[personal profile] edelsont

Okay, here's the long-promised continuation of my so-called "holiday newsletter."  First, a follow-up note to the first section, "computer programming," of the previous post: I finished several improvements to the Clojure code which calculates my income taxes, and got my federal and North Carolina returns filed.

What I promised for the continuation was some information about social interaction.

Background: I lead a pretty solitary life.  Not a surprise: computer programming and writing are both mostly solitary activities, and I spend so much time on them, by choice, that there's relatively little left for real-time interaction with other humans.

Too little, in fact.  And I am making that judgment, not on the basis of any general belief about how people "ought" to live, but on observation of myself.  Sometimes I "go with the flow" for an extended period while programming and/or writing, and end up in a tense state, all tied up in knots.

It took me a long time to realize that I was (often) getting tense because I had been solitary for too long.  But eventually I noticed something: not infrequently, if something led me to take "time out" from my "work," and spend an hour or two chatting informally with someone, I felt better—specifically, less tense—afterwards.  In fact, it finally sunk in, that would often enable me to go back to "work" more cheerfully … and do better at it.

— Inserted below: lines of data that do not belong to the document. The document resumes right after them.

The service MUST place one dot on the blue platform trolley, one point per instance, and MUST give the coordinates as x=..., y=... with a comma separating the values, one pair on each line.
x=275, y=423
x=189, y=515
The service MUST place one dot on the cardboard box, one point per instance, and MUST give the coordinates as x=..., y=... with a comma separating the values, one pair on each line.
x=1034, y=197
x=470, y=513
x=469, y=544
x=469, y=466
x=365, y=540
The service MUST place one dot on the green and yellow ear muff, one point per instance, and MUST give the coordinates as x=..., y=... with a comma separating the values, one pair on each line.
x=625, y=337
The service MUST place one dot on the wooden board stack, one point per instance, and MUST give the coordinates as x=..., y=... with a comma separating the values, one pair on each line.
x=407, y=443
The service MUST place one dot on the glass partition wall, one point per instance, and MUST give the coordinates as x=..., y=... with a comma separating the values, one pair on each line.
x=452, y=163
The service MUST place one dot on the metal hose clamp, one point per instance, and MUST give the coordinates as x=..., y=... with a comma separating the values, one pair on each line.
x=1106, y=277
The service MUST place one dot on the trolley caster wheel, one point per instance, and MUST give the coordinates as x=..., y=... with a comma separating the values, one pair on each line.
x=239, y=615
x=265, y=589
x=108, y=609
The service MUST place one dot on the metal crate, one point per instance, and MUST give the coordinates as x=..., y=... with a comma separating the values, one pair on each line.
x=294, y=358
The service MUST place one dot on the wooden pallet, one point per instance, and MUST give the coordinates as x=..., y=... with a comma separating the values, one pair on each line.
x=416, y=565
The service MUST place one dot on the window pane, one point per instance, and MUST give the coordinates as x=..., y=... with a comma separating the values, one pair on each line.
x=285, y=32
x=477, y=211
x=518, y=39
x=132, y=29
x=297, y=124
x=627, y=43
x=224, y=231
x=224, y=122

Once I became conscious of this, I did something about it.  Actually, I became more consistent in something I was already doing … without consciously realizing why.  Since I saw that I didn't spontaneously devote enough time to social interaction, I started planning it.

This has evolved to the point where, currently, there are three people with whom I have scheduled weekly conversations.  The nature of the conversations is not so very different from ones that might occur without prearrangement.  But when two people agree in advance to talk at a particular time, then it happens more often.  For me, and these three friends, at least.

I am very grateful to these people.  With their help, I like to say, I have managed to turn myself from a "ridiculously extreme introvert" into a [merely] "extreme introvert."

There's room for improvement.  Not necessarily more of the same modality, though I don't rule that out.  I've been thinking about my use of Internet "social media" (such as Dreamwidth itself).

There are some limitations, pretty much built in, as to how personally meaningful—how deep, if you will—such interactions tend to be.  But perhaps, if folks figure out how, those limitations can be largely overcome.  I hope to say more about this, soon, in another journal entry.